Thanks for the insight about the Volume shader. I might mix it into the main shader a bit to get some depth. Maybe it’s also worth a try to incorporare a SSS shader. Great suggestions.
You can also plug the ColorRamp into a Bump node to give it a bit of 3D details
Well. The surface is completely smooth on those things. It’s more about the depth inside the material. Some mixture of SSS and Volume.
You are right. There might be in that object. But in general, this king of material is pretty flat or it’s coated with some clear varnish. So I don’t really need to address bump mapping that much in that case.
Thanks for another suggestion. It’s going in a good direction. It looks a bit too transparent, but I might just switch your Glass shader with a SSS shader and it might work. Thanks a lot.
Or you could add some volumetric absorption.
It looks like a clearcoat effect but in the Principled BSDF it doesn’t look like you can control the clearcoat colors. Maybe use an Add shader to add a glossy effect over the surface?
The way these materials (like the dice) are made in real life is by suspending glossy particles in a translucent medium - usually something like mica powder. These are tiny flat plate shaped crystals that reflect light based on their orientation (which itself is influenced by the flow of the translucent material as it is poured and sets).

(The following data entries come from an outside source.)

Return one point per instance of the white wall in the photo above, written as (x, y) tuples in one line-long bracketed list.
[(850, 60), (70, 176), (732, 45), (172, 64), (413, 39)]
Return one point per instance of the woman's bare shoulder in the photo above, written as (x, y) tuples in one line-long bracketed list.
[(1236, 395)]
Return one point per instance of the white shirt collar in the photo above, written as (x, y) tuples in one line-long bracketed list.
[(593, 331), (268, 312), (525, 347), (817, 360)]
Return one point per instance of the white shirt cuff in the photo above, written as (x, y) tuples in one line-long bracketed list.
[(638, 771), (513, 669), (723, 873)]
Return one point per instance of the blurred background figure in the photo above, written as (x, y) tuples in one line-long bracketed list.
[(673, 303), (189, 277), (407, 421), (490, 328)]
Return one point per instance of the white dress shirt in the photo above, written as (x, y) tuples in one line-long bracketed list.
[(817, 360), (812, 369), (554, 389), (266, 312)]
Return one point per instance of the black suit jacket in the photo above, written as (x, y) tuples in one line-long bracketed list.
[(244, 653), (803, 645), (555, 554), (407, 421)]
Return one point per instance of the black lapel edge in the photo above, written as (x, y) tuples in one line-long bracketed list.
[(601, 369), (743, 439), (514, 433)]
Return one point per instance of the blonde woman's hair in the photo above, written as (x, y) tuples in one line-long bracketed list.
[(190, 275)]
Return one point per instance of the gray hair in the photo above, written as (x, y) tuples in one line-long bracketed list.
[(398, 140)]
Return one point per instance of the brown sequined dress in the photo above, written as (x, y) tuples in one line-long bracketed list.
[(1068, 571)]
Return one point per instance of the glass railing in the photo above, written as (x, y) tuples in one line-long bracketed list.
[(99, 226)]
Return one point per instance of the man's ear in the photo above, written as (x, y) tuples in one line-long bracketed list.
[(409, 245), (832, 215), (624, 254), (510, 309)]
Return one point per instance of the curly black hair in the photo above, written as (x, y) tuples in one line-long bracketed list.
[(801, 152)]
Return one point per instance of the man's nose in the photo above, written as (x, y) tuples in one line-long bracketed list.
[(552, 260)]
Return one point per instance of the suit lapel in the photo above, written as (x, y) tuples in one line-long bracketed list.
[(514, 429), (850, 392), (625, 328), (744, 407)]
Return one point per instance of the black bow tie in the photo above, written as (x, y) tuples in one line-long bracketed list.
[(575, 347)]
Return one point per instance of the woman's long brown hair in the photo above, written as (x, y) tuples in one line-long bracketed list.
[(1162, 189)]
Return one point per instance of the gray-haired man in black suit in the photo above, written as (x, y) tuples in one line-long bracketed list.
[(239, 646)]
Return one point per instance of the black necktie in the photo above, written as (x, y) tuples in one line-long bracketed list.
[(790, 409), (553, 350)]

That’s why you get this swirling anisotropic effect.
There is no way in cycles to replicate this precisely just using material nodes, because cycles doesn’t currently include any nodes that can implement volumetric glossy effects.
If you wanted to replicate this precisely - I guess you could use a particle system to scatter tiny particles throughout the volume and orient them based on a texture like voronoi, to give the swirling anisotropic effect. Could this be something geometry nodes can help with?
I created this using a particle system - just to illustrate the idea, but I think geometry nodes would be more controllable (and possibly better performance - as you would need hundreds of thousands of particles to make the effect look convincing).
Maybe take a look at this tutorial
I had a play and came up with this - I have instanced a small hexagonal particles with a glossy shader inside a cube that has glass and volumetric shaders applied to simulate glossy particles suspended in a translucent medium.
It’s a bit sluggish because I had to instance so many particles - and it could probably be made more efficient by only placing particles relatively near the surface where they can be seen - the ones buried deep inside the cube are pretty much wasted so aren’t adding all that much - but this is my first attempt with geonodes - so i’l still learning.
Wow. You guys are amazing. This gives me a lot of ideas to play with. I’ll see which of the suggestions works best and will come back with my results.
Thanks so much.
I have been playing with volume scatter and absorption. If you mix it in with a semi transparent surface it gives you a sort of “parallex” effect (looking at different angles you can see the 3dimensional difference)
For the pattern I used a similar thing as moonboots
and the same textures with the volume on its own:
Edit:
I changed the second one a bit because the volume was totally clipped and it did not look good at certain angles. So I mixed in a bit more scatter and absorption with lower values to fill in the gaps.
and the new volumes without the surface:
This is the new file.
Tricky4.blend (322.4 KB)
I really like the sense of depth it has.
Wow. This looks great. The depth is wonderful. I’ll give that a try and see how it works. Really appreciate the feedback. Thanks so much.